Simon Schartzmann é um sociólogo diferenciado no Brasil. Com simplicidade e sem precisar jogar para a torcida, consegue em poucas linhas resumir bem o momento desastroso pelo qual passamos, especialmente com a ascensão de Lula I, o Apedeuta. Falando sobre o relançamento, em versão eletrônica do clássico Bases do Autoritarismo Brasileiro (1988), ele comenta:

O livro mantém o texto integral da edição de 1988, com uma pequena nova apresentação, aonde observo que, quase vinte anos percorridos, uma das principais proposições do livro pareceria ter se cumprido. [...] No prefácio de 1988 eu dizia que “foi de São Paulo que surgiram as pressões sociais mais fortes contra os poderes concentrados no Governo federal, tanto por parte de grupos empresariais quanto pelo movimento sindical organizado; é em São Paulo, em última análise, que se joga a possibilidade de constituição de um sistema político mais aberto e estável, que possa dar ao processo de abertura uma base mais permanente”.

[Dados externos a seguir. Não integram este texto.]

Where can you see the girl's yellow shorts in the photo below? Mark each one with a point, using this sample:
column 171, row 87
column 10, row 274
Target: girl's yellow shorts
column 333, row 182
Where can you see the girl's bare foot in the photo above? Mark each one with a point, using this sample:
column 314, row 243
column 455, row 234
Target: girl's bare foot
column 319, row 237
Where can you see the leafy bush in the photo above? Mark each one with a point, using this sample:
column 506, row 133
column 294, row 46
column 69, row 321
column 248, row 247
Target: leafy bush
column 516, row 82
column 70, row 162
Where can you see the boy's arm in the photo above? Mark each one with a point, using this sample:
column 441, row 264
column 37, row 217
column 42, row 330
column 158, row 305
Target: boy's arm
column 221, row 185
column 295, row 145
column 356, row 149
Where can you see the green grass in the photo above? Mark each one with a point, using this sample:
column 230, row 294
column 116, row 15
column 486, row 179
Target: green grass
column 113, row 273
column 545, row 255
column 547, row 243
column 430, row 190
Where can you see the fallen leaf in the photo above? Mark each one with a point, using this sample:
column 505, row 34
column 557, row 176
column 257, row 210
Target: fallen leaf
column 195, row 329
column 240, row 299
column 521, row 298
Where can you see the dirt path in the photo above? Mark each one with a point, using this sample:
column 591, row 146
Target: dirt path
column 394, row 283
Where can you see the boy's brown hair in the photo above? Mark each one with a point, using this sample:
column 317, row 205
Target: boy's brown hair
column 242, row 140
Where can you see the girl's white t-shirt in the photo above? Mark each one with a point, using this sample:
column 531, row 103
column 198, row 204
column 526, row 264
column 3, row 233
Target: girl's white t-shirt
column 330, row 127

A partir de 1995, com os governos de Fernando Henrique Cardoso e Luiz Inácio da Silva e as candidaturas presidenciais de José Serra e Geraldo Alckmin, o centro de gravidade da política brasileira se transfere para São Paulo. Nas eleições de 1994 e 1998, a oposição entre PSDB e PT se aproximou bastante do que poderíamos descrever como a disputa entre dois partidos políticos modernos, um com mais apoio nas classes médias e no empresariado, outro com mais apoio nos sindicatos e nos movimentos sociais independentes. Desde então, no entanto, os partidos políticos perderam substância, o clientelismo se ampliou, o sindicalismo e os movimentos socais independentes desapareceram ou foram cooptados, e boa parte das elites patrimonialistas mantiveram seu poder de sempre, agora como meras cleptocracias. O período “moderno” da política brasileira teve fôlego curto, e política antiga está demonstrando ter uma enorme capacidade de sobrevivência e metamorfose. Fica para os eleitores a pergunta de por quê isto é assim, e o que podemos esperar para o futuro.

Se fosse responder a pergunta dele, seria muito pessimista. Há um claro apoio, ainda que mitigado, pela manutenção dessa estrutura, aliás, muito mais resilente do que parecia. O mais interessante é que ela cooptava – desde o princípio – os mais ferrenhos auto-denominados progressistas. Qual é a agenda dessas pessoas? Estatizar (ou seja, manter tudo do jeito que está), burocratizar (idem – o que permite vender vantagens, sempre), re-estatizar (sempre se encontra um motivo) e cantar as glórias de um país injusto. Faz bem à alma. É a mesma elite que acha que a liberação das drogas é uma evolução – claro, a saúde pública que se lasque com os junkies que virão. O importante é que o tráfico de drogas passaria a não ser mais responsabilidade deles. Aliás, a irresponsabilidade é algo imbricado no brasileiro.

Basta ver o maciço apoio a medidas claramente retrógradas e autoritárias, como a manutenção de arcabouços como FGTS e Vale Refeição – duas idéias típicas de povos que se entendem incapazes de viver por conta própria. Por que não extingui-los e transferir tal renda diretamente ao salário da pessoa? Ou seja, tudo muda para nada mudar. Basta ver que os homens fortes da nação são Zé Sarney, Lula, Ciro Gomes, Jader Barbalho… Os famosos filhotes da ditadura e membros das elites patrimonialistas nordestinas (sim, Lula é filhote da ditadura, pois pelego criado por Golbery). E isso é visto como “nunca antes nesse país” pela esquerda Chivas e a direita “pogressista” (“pelo menos a economia vai bem…”). Nada mais arcaico do que esse cenário.